The conversion of plasma HCO 3 (-) to CO 2 by rainbow trout red blood cells in vitro: adrenergic inhibition and the influence of oxygenation status.

This study employed a recently developed radioisotopic assay (Wood and Perry 1991) to examine the inhibition, induced by catecholamines, of the conversion of plasma HCO 3 (-) to CO2 in acidotic trout blood, and the influence of oxygenation status on the response. Blood was incubated in vitro at PCO 2= 2 torr, and 10(-6) M noradrenaline was employed as the adrenergic stimulus. In particular we investigated whether the inhibition of plasma HCO 3 (-) conversion could be explained by a limited supply of H(+)s for the intracellular HCO 3 (-) dehydration reaction because of competition by the adrenergically activated Na /H(+) exchanger. Hypoxia (PO 2= 15 torr) was employed as a tool to intensify this competition.

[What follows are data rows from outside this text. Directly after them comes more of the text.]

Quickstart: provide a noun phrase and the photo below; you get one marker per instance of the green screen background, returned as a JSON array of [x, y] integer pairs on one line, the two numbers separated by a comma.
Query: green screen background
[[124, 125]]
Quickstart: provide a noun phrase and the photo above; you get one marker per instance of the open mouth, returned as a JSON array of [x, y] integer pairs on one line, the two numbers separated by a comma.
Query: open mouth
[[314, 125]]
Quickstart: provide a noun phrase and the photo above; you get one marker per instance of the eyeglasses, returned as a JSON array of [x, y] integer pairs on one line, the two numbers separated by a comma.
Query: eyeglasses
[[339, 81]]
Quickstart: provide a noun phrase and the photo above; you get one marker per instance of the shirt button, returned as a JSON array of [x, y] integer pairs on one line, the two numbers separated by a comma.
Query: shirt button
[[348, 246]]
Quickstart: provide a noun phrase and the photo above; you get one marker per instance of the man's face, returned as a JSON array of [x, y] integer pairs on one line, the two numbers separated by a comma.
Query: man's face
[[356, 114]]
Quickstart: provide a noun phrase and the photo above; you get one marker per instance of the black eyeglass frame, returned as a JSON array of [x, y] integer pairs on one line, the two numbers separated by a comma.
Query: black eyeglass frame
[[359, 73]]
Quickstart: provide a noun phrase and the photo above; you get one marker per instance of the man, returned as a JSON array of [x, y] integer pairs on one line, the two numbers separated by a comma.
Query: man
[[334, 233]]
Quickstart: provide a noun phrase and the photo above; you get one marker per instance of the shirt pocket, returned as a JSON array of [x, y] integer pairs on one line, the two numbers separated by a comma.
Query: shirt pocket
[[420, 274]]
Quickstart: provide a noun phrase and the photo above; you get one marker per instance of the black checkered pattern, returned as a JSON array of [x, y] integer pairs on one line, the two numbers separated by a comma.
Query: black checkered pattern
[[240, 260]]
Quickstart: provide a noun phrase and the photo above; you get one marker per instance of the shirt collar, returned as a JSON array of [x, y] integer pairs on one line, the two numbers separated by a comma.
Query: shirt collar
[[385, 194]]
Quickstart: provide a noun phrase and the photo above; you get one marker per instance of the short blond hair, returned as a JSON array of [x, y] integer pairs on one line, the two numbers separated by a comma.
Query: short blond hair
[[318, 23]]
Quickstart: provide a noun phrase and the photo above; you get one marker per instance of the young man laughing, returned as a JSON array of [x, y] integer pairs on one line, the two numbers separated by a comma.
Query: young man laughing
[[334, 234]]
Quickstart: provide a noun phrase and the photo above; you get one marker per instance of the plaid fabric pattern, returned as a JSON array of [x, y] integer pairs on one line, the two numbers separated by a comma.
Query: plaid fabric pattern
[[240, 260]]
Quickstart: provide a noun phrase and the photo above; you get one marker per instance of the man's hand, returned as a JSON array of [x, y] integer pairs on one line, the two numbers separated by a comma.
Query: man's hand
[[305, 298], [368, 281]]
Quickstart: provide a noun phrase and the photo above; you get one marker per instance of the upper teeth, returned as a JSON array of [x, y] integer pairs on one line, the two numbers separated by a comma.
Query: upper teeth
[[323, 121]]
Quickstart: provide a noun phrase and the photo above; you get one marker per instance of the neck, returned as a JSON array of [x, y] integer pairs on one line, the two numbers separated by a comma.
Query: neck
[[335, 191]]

Hypoxia raised RBC pHi, pHe, and plasma total CO2 concentration (CCO 2) by the Haldane effect, and increased the magnitude of Na(+)/H(+) activation, expressed as the change in the transmembrane pH gradient (pHe-pHi). However hypoxia did not alter the inhibition of the conversion of plasma HCO 3 (-) to CO2 caused by noradrenaline. Hypoxia itself stimulated the RBC-mediated conversion of plasma HCO 3 (-) to CO2 by about 20% in the presence or absence of noradrenaline. The conversion rate was strongly correlated with pHe, pHe-pHi, and plasma CCO 2 in these experiments, but not with pHi. We conclude that adrenergically mediated inhibition in the conversion of plasma HCO 3 (-) to CO2 by trout RBCs is not due to competitive limitation on intracellular H(+)s, but rather to changes in the electrochemical gradient for HCO 3 (-) entry and/or to CO2 recycling from plasma to RBC. The deoxygenated condition helps to promote CO2 excretion at the level of the RBC.